Religious groups – 19% of Protestants fit into the classification of integrated disciples while only 2% of Catholics do.

There was a disconnect between the perception and action of survey participants identifying as theologically conservatives (32 percent) with only about a quarter falling into the category of integrated disciples.

Spiritually Active Governance Engaged Conservative Christians (SAGE Cons) scored 90% as integrated disciples, scoring higher than the theologically conservative Protestant pastors.

Importance Of The Survey Results

A LifeWay Research survey exposed a troubling aspect of the biblical worldview held by many Christians, many are fuzzy on biblical details.

 

It matters a lot when belief doesn’t correspond to action because belief without action is dead. It matters because a confusing contradiction of beliefs, comfortable heresies and half-remembered opinions leads to division, sin and a falling away from the church. ProphecyNewsWatch

Barna reminds us, “Everyone has a worldview. The critical question is which one people have embraced. If we want to transform our culture then we will need to change the choices people make that produce that culture. And in order to change those choices, we must identify the beliefs that led to those choices.”…

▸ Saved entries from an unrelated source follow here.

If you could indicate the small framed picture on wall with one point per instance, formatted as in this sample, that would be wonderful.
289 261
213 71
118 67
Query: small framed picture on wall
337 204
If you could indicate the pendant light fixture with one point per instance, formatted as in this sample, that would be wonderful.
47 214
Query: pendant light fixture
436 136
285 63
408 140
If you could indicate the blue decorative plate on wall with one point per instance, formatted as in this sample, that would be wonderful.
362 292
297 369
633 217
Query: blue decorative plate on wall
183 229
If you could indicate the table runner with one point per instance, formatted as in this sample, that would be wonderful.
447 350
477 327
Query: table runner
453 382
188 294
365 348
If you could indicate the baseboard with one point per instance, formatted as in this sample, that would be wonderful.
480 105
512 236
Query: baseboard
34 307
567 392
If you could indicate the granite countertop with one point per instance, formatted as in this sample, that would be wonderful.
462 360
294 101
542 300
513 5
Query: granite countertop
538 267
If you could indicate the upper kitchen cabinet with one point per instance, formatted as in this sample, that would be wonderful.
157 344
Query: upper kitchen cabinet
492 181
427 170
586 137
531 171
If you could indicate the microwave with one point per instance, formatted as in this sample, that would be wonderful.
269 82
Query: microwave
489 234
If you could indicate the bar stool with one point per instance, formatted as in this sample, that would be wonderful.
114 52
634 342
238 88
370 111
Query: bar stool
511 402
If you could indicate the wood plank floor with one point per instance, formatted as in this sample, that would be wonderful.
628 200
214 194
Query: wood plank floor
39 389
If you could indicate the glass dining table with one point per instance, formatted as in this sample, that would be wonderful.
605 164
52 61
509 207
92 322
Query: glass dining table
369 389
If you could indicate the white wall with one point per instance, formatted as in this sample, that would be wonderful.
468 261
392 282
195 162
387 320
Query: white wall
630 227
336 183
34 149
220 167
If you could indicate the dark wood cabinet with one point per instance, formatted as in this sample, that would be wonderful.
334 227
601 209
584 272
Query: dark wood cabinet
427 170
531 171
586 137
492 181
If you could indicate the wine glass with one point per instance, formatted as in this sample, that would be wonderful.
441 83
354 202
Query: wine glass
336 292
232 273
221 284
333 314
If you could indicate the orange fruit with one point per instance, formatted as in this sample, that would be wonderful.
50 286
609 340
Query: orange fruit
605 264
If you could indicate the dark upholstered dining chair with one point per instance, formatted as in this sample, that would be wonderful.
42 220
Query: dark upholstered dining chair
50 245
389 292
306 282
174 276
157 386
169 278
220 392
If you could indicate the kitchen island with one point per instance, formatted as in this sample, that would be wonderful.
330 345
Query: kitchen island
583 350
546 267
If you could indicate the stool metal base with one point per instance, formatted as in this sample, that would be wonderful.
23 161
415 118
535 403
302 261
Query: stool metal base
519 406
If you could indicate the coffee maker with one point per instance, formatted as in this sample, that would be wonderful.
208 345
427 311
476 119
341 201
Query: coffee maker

“The implications of the choices that we, as a society, have made since the mid-Sixties, in terms of parenting, education, media exposure, religious training, and political influence, are now inescapable. Because a person’s worldview is developed before their teen years, it takes a while for that process to bear its fruit. But the divisiveness we have in the United States today did not emerge overnight. It is the outgrowth of the principles and values that were taught to our children over the last 50 years. Now that they are adults, we are seeing the impact of those choices.

“And in the same way that it took a long time for those choices to produce results,” Barna concluded, “it will take several decades of intentional development of children to alter the direction in which America is moving these days.”